# Introduction to Clustering

The goal of clustering is to partition the input data into subsets.

For this exercise, we will use the same iris data we used in the classification module.

In [None]:
%matplotlib inline

import numpy as np
import matplotlib.pyplot as plt
from matplotlib.colors import ListedColormap
from sklearn import datasets

# load the iris data set
iris = datasets.load_iris()
# extract input output pairs
X = iris.data
Y = iris.target
cmap_data = ListedColormap(['#FF0000', '#00FF00', '#0000FF'])

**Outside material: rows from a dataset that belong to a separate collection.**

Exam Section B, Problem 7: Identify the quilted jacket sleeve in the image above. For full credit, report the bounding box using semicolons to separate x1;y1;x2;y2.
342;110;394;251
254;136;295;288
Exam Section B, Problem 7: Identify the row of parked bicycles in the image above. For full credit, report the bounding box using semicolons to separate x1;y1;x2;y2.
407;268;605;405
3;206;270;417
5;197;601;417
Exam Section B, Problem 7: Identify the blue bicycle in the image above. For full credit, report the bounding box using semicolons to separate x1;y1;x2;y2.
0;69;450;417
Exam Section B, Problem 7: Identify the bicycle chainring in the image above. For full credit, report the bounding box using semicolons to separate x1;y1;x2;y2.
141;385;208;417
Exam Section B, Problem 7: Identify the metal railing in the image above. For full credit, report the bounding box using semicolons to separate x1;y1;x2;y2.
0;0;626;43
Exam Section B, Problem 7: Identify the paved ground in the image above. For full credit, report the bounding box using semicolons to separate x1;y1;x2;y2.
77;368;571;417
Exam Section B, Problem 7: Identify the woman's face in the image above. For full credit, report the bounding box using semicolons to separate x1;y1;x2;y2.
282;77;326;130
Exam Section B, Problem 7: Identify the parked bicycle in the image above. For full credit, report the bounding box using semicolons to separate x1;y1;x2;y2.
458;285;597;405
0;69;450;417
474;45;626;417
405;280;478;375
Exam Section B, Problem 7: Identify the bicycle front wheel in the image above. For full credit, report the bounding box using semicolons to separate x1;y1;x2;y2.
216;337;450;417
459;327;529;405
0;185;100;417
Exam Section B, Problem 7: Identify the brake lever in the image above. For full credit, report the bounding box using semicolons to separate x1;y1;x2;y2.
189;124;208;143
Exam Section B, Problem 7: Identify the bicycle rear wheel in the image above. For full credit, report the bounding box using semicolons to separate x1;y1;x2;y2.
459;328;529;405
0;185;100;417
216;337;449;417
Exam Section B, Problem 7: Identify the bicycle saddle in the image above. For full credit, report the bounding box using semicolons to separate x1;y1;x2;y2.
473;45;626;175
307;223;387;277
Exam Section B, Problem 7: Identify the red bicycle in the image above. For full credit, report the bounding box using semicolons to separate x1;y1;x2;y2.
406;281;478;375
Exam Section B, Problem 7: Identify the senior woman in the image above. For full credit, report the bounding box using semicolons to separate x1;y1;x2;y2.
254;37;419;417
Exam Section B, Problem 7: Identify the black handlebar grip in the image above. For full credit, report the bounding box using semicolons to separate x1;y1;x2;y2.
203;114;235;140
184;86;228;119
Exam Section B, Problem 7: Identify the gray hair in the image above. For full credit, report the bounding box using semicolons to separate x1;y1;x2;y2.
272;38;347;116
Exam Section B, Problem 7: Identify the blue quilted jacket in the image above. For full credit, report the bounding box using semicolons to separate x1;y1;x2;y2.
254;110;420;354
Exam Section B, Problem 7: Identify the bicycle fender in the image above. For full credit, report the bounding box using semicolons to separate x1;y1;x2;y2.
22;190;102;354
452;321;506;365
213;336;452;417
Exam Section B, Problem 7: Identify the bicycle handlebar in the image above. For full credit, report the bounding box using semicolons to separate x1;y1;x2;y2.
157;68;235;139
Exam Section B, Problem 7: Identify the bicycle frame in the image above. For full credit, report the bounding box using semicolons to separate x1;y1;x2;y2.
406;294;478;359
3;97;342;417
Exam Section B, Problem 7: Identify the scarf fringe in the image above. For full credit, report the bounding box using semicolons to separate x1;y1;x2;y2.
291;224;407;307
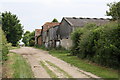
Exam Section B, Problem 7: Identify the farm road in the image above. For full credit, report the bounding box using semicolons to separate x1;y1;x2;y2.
10;47;98;78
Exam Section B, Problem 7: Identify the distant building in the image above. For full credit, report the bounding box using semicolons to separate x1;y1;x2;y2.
58;17;109;49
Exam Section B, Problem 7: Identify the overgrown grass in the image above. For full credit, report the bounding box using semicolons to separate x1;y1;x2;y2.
46;61;72;78
9;46;20;50
40;61;58;79
7;53;34;78
49;50;118;78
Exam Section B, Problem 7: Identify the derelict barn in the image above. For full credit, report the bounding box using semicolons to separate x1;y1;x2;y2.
42;22;59;47
35;17;110;49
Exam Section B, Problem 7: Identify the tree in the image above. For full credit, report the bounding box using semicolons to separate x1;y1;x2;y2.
2;12;23;46
52;18;58;22
106;2;120;20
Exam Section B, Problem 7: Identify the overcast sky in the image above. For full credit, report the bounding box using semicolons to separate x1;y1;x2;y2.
0;0;119;31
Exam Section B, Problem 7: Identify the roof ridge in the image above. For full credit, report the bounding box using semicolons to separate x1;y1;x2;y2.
63;17;111;20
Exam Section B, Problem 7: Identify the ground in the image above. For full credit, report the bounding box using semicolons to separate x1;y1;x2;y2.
10;47;99;78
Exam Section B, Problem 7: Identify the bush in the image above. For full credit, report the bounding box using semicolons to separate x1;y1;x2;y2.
71;23;96;55
72;23;120;69
94;23;120;68
0;27;9;61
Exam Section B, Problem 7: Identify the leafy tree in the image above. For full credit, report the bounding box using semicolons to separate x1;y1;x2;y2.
106;2;120;20
2;12;23;46
52;18;58;22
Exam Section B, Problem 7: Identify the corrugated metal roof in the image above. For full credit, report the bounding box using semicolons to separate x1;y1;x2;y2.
43;22;60;31
64;17;110;27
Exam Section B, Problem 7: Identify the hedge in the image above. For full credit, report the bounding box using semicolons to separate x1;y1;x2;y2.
0;26;9;61
71;23;120;69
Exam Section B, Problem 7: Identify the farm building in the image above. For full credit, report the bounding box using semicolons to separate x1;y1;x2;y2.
42;22;59;47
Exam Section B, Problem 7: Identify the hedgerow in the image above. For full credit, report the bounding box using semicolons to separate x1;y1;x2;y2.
0;26;8;61
71;23;120;68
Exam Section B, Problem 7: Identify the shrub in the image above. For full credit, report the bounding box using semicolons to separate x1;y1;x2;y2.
70;28;83;55
71;23;96;55
0;26;9;61
94;23;120;68
71;23;120;69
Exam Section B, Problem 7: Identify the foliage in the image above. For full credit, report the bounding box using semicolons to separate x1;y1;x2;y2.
2;12;23;46
22;31;30;46
106;1;120;20
52;18;58;22
0;25;9;61
72;23;120;69
49;50;118;80
22;31;35;46
71;23;96;55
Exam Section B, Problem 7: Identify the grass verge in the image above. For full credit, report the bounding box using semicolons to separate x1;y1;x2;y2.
46;61;72;78
40;61;58;78
49;50;118;78
6;53;34;78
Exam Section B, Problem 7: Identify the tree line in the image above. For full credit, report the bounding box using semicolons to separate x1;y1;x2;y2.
71;2;120;69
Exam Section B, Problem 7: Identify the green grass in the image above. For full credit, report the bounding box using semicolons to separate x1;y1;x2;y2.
40;61;58;79
9;46;20;50
7;53;34;78
46;61;72;78
49;50;118;78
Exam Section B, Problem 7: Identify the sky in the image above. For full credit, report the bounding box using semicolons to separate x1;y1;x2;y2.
0;0;119;31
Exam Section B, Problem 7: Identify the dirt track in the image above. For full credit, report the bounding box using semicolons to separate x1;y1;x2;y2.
11;47;98;78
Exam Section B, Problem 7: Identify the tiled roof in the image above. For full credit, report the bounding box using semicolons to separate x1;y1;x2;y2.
35;29;41;36
64;17;110;27
43;22;59;31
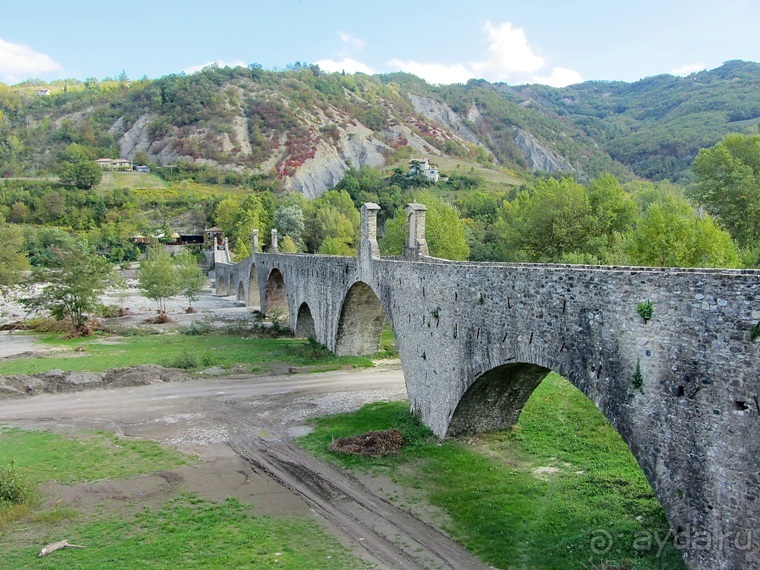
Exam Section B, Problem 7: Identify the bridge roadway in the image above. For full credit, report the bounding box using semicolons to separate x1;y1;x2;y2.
215;204;760;569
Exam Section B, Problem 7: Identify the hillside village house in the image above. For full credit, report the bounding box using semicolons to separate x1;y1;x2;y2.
95;158;132;170
409;158;441;182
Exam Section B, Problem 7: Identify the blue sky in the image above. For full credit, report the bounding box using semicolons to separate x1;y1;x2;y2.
0;0;760;86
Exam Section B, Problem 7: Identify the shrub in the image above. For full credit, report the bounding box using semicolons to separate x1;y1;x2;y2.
163;348;198;370
0;461;33;506
636;299;654;322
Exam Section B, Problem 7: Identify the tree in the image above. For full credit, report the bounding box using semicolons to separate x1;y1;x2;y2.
174;251;206;313
380;190;470;259
497;178;599;263
279;236;298;253
274;204;305;245
691;133;760;249
24;241;115;335
304;190;360;253
625;195;739;267
138;246;182;316
57;160;103;190
0;215;29;292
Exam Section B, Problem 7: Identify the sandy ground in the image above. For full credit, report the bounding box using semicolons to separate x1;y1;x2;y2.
0;272;253;358
0;282;486;569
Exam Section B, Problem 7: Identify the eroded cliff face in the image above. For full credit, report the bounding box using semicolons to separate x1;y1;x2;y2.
109;79;573;198
515;128;575;174
409;94;482;145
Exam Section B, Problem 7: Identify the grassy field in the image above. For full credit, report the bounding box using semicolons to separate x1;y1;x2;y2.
98;172;168;190
300;375;685;570
0;428;366;570
0;427;193;485
0;334;372;374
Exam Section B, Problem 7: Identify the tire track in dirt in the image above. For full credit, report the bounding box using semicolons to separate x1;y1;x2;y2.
230;437;491;570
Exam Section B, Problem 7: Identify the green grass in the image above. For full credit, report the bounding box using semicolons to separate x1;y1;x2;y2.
3;494;369;570
0;427;194;484
0;428;367;570
299;375;685;570
0;334;372;374
98;172;168;190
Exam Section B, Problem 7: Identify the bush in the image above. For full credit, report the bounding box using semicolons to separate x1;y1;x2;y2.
0;461;33;506
163;348;198;370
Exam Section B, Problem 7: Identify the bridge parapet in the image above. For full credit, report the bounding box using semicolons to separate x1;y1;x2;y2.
209;204;760;569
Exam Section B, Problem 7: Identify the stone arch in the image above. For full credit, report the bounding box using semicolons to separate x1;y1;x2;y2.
446;363;551;436
264;268;288;319
446;362;680;560
295;303;316;338
216;274;227;297
251;264;261;307
335;281;385;356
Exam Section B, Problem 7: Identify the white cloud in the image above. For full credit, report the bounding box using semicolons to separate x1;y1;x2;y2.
387;21;583;87
0;39;63;83
338;32;365;55
317;57;377;75
670;63;707;76
184;59;248;75
472;21;546;80
531;67;583;87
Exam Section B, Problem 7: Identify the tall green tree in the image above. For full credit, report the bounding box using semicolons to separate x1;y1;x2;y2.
174;251;206;313
24;237;116;334
0;215;29;292
380;190;470;260
624;196;739;267
138;245;182;321
691;133;760;249
56;160;103;190
303;190;360;255
498;178;598;262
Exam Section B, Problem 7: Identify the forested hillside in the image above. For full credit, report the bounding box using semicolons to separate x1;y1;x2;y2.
0;62;760;276
0;61;760;193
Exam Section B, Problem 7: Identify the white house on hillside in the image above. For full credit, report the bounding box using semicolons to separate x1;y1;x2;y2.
409;158;441;182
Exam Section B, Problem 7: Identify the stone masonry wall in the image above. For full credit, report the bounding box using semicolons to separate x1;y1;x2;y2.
217;215;760;569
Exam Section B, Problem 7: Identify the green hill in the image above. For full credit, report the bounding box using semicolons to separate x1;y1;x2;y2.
0;61;760;192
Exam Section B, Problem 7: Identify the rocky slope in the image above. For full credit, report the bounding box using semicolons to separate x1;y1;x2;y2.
0;62;760;191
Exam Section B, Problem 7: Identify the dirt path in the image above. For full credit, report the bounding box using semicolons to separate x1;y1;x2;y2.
0;366;487;569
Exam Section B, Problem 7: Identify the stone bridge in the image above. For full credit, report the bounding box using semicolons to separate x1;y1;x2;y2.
215;204;760;569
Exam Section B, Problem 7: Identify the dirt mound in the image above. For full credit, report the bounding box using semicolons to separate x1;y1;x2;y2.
328;429;404;457
0;364;189;400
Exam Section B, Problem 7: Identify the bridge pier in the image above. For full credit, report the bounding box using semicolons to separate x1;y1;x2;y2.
217;204;760;570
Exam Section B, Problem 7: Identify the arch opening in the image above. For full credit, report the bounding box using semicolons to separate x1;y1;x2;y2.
295;303;317;338
264;269;289;322
335;281;385;356
447;364;551;436
216;275;227;297
447;363;685;569
251;264;261;307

def euclideanDistance(x1, x2):
    d2 = np.sum((x1 - x2)**2, axis=1)
    return np.sqrt(d2)

## k-means clustering
The idea of the k-means clustering is to find k points that will partition the data such that the overall distance between any of the training points to the nearest point in the set of k points is minimized.
An iterative procedure that tries to minimize this objective is the following:
1. start with a random set of k different points that cover the space where data lies.
2. for each of the k points find the set of points in the training data that are closer to them
3. Update the position of each of the k points by computing the mean of the set of points that where assigned in the previous step.


## Simple implementation of k-means


In [None]:
np.random.permutation(X[:])[:3]

In [None]:
def kMeansClustering(X, k, dist=euclideanDistance, max_iter=300):
    n_dims = X.shape[1]
    # select k points of the training set as seeds
    C = np.random.permutation(X[:])[:k]
    def partition(X, C):
        Y = np.zeros(X.shape[0], dtype=np.int)
        for i, Xi in enumerate(X):
            NNidx = np.argmin(dist(Xi, C))
            Y[i] = NNidx
        return Y
    iTr = 0
    clusters = partition(X,C)
    while iTr < max_iter and iTr > 0:
        clusters_old = clusters
        for iK in range(k):
            C[iK] = np.mean(X[clusters_old == iK])
        clusters = partition(X, C)
        if clusters_old == clusters:
            break
        iTr += 1
    return clusters
    


In [None]:
Y_pred = kMeansClustering(X,3)
print(Y_pred)

In [None]:
plt.scatter(X[:,0], X[:,1], c=Y_pred, cmap=cmap_data, s=20)
plt.show()

## Exercise 1
Compare the simple implementation with the sklearn function sklearn.cluster.kMeans().

In [None]:
## Write some lines of code here

## Exercise 2
Improve our k-means implementation by geting the best of n_runs.
For this part, we need to compute the value of the objective for a given clustering and keep the best form n_runs.

In [None]:
## Write some lines of code here